November 21, 2013
When a company launches a website, likely they have a goal in mind. Based on what this goal may be, the site may contain different functionality focused towards that goal. Companies with a goal to sell their product online often commission an area of their website just for this goal called “e-commerce”. Simply put, the e-commerce portion of a website is better known as an online store. Users interface with this system to purchase, ship, and in some cases customize the product they are adding to their cart. Ultimately this is an important part of any company’s website, as monetary transactions will be processed here. If something goes wrong, it can prove catastrophic to the company and the end user. This means that quality assurance is essential whenever an e-commerce system is updated or created. So how does one approach testing something so large?
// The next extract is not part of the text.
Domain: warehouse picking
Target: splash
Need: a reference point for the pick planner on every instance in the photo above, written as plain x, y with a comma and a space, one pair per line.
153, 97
Step 1: Plan and Strategize
The first, and possibly most crucial step is planning and strategizing. Not all e-commerce systems are built alike; as a matter of fact, most e-commerce systems I have tested vary in a number of ways, including discount processes, promotion code entry, and checkout flows. While one website may require a user to have an account in order to view discounts, another website may allow discounts to anonymous users through promo codes or online savings. It is important to have an understanding of all of the systems integrated into the e-commerce system prior to testing. Will a user need to be logged in to complete purchase? Can they order online as anonymous users? How do these processes differ? A prepared QA resource is aware of all plausible scenarios for a user’s online experience so that no stone goes unturned.
Step 2: Organize
The second step to this process, after gathering all relevant user scenarios and e-commerce information, is organizing this information. A QA Specialist can have all the knowledge that they need, but if this knowledge is disorganized, it will be difficult for them to identify what test cases need to be executed when. This means that the QA Specialist sorts through all the information provided to them and identifies any integration points and how this will effect testing efforts. I have tested e-commerce systems that upon checkout link to an external client page. Because of integration with external systems, full purchasing cannot always be tested locally, and often needs to happen after the code has been pushed to the client’s beta server. It is important to identify these points prior to testing efforts so that testers do not spend unnecessary time trying to test something that cannot be tested; it also helps the project manager know that they need to inform the client of any risk factors early on. An outline of test cases should be written during the organization phase of e-commerce prep. At the end of this phase, the QA specialist should know on a high level what needs to be tested.
Step 3: Expand
Once information is organized, it needs to be expanded on. This is where test cases are flushed out into more than just an outline; when a user clicks “add to cart” on a product, I expect the behavior to be that a product adds to the cart. If these test cases are written referencing the scope, requirements, and design documents, and the QA specialist has both strategized and organized, these test cases should be close to concrete and will need minimal updating later in the project. These test cases can be presented to the client, and any holes noticed can be addressed. This stage is also where the QA Specialist should identify all different account scenarios needed for testing purposes, so that those scenarios can be passed along to the development team and created prior to testing. If planned out far enough in advance, this gives the team time to ensure that all test accounts are set up prior to alpha testing, so that the QA resource does not have to wait.
Step 4: Execute
Finally, test execution begins. If the QA resource has strategized, organized, and expanded, the execution should be simple. The QA Specialist already has user scenarios outlined, test cases written, accounts created. Although the actual testing may seem time-consuming, it would be much more time-consuming as well as sloppy without taking these prior steps of preparation. Altogether, the time spent strategizing, organizing, expanding, and then testing still comes out to less than if a QA Specialist were to jump into e-commerce testing with no plan at all.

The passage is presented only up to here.